Based on the outcome of the models, phenol, dodecyl-, branched is not considered to cause gene mutation. The substance under concern is within the applicability domain of all independent prediction models within VEGA. The prediction is reliable to replace an Ames test to fulfill requirements for Regulation (EC) No 1907/2006 (REACH) Annex VII section 8.4.1.
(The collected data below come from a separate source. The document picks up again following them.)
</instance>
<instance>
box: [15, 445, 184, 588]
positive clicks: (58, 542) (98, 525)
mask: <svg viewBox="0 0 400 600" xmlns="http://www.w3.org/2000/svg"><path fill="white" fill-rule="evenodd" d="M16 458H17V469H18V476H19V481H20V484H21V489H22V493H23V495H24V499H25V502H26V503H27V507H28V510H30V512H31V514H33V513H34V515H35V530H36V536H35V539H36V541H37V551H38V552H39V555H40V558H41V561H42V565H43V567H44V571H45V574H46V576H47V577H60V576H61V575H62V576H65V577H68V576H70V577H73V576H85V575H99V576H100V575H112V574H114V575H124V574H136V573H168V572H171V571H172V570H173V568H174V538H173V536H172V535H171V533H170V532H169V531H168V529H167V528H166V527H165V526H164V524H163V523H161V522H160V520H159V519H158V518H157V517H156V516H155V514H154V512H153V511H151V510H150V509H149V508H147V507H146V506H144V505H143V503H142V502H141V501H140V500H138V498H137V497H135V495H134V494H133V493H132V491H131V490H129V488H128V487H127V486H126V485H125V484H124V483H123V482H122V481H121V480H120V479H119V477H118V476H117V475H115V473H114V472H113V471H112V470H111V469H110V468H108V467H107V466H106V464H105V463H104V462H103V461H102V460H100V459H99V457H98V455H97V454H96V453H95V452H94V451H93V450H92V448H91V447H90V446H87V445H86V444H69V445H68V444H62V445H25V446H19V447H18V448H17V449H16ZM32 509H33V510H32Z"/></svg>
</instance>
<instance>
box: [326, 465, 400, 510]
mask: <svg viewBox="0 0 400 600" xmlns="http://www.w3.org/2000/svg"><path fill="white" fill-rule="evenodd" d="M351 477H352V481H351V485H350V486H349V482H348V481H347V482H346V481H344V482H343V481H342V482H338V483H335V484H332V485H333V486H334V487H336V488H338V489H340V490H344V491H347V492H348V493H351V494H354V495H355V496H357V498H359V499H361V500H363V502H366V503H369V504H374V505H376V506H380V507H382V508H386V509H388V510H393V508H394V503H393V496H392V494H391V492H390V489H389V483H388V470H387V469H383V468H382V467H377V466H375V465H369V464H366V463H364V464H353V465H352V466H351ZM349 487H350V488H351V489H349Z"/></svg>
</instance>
In accordance with the SIDS Initial Assessment Profile (SIAP), “the mutagenic potential of tetrapropenyl phenol has also been determined in a CHO/HGPRT mammalian cell gene mutation assay similar to OECD Test Guideline 476 (Condray 1987). This study is considered to be reliable with restrictions (Klimisch Code = 2). The test material was evaluated in the presence and absence of an S-9 metabolic activation system. In this study, tetrapropenyl phenol was not mutagenic when tested in the CHO/HGPRT forward mutation assay at concentrations up to 20 µg/ml in the presence of metabolic activation system and up to 2 μg/ml in the absence of metabolic activation system, in preliminary and definitive assays.

 

Tetrapropenylphenol was evaluated in an In Vivo Rat Bone Marrow Chromosome Aberration Assay similar to OECD Test Guideline 475.This study is considered to be reliable with restrictions (Klimisch Code = 2) (Condray 1987).The test material was administered by oral gavage to rats at dose levels of 0, 500, 1500, and 5000 mg/kg. Six rats/sex from each group were sacrificed at 6, 12, 24, and 48 hours after treatment. The bone marrow cells were aspirated from each femur and processed for cytogenetic analysis.Slides from five rats of each sex (60 cells per animal) were examined for chromosomal aberrations for the 6-, 12, and 24-hour groups (since there was no evidence of mitotic delay, slides from the 48-hr group were not scored). Mortality was observed at the high dose, and reduced body weight gain was observed in the mid- and high-dose groups. No significant differences in mitotic index or chromosome number were seen when compared to the concurrent control group; and there was no evidence of test article induced chromosome damage as measured by increases in the frequency of chromosome aberrations or percent aberrant cells. In the cyclophosphamide-treated positive control group, a significant increase in the average number of aberrations, percent of cells with aberrations, and decreased mitotic index was observed, confirming the sensitivity of the assay. Under the conditions of this study, tetrapropenyl phenol is not clastogenic.”(SIAP, 2006)

 

 

References:

SIAP (2006): SIDS Initial Assessment Profile for Phenol, (tetrapropenyl) derivates; Tetrapropenyl phenol and Phenol, dodecyl-, branched; SIAM 22, 18-21 April 2006)

Barium 4-dodecylphenolate

Barium 4-dodecylphenolate is not expected to be genotoxic, since the two moieties barium and dodecylphenolate have not shown gene mutation potential in bacteria and mammalian cells. Further testing is not required. Thus, barium 4-dodecylphenolate is not to be classified according to regulation (EC) 1272/2008 as genetic toxicant. For further information on the toxicity of the individual constituents, please refer to the relevant sections in the IUCLID and CSR.

Justification for classification or non-classification

Barium 4-dodecylphenolate is not to be classified according to regulation (EC) 1272/2008 as genetic toxicant, since all in vitro and in vivo studies with the respective moieties did not show any gene mutation potential.